Early Christian Origins: Studies in Honor of Harold R. Willoughby

By Allen Wikgren | Go to book overview

VII
SOCIAL FACTORS IN EARLY CHRISTIAN ESCHATOLOGY

Amos N. Wilder HARVARD DIVINITY SCHOOL

In his introduction to The Study of the Bible Today and Tomorrow, Harold R. Willoughby stressed an approach to biblical study which had been fostered by his own teachers and colleagues. He writes as follows:

In the midwestern area, specifically centered in Chicago, there developed the most coherent social-history group to emerge among the biblical researchers of America. Their applications of social historical methodology to the investigation of the environments, the literature, and the history of the early Christians have been quite extensive.1

This approach to the history of religions had its favoring circumstance in the vigor of the social sciences in America in the twentieth century and in the relating of sociology to history and historiography.2 For what we have in mind is not merely the usual attention to backgrounds and life situation but a specifically sociological approach. We must limit ourselves in what follows in this paper to a redefinition of this approach in the light of earlier work and to questions of method.
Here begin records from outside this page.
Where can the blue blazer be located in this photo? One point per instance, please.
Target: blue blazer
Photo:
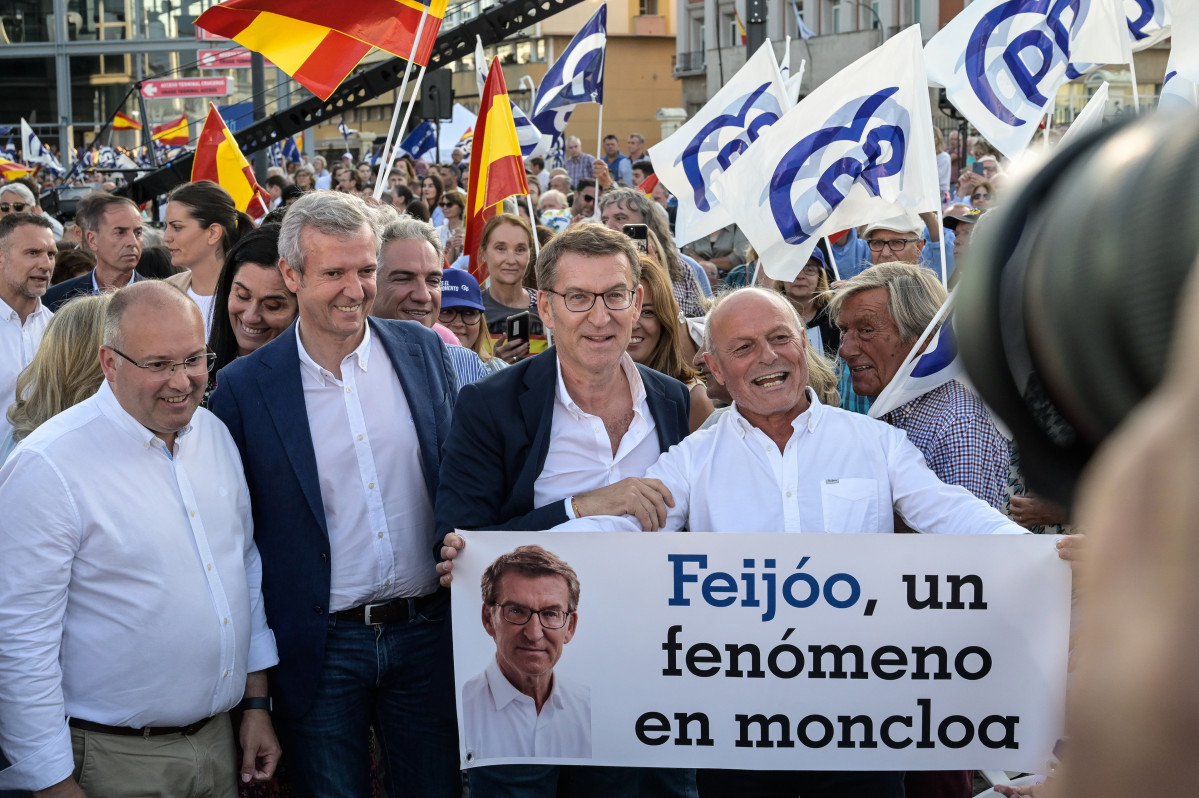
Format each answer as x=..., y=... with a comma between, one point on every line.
x=260, y=399
x=500, y=436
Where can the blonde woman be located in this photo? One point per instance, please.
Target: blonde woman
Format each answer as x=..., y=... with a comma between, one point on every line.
x=64, y=372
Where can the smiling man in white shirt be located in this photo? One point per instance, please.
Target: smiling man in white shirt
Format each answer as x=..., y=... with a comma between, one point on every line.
x=130, y=585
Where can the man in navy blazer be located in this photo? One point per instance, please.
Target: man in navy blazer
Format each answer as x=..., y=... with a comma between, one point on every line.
x=565, y=434
x=339, y=422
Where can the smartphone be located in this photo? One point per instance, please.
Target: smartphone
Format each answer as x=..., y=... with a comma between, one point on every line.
x=640, y=236
x=518, y=326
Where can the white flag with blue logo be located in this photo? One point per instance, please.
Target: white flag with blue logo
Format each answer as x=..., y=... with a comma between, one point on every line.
x=697, y=153
x=1001, y=61
x=923, y=370
x=848, y=153
x=577, y=76
x=35, y=152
It is understandable that students of the higher forms of religion have not been as disposed to recognize the sociological involvement of their material as students of primitive religion. In more developed religions doctrine, literature or piety become of interest for their own sake and are studied genetically or comparatively in abstrac-

____________________
1
( Chicago, 1947), pp. xiv-xv.
2
See "Biblical Hermeneutics and American Scholarship" in Neutestamentliche Studien für Rudolf Bultmann ( Berlin, 1954), pp. 29-30.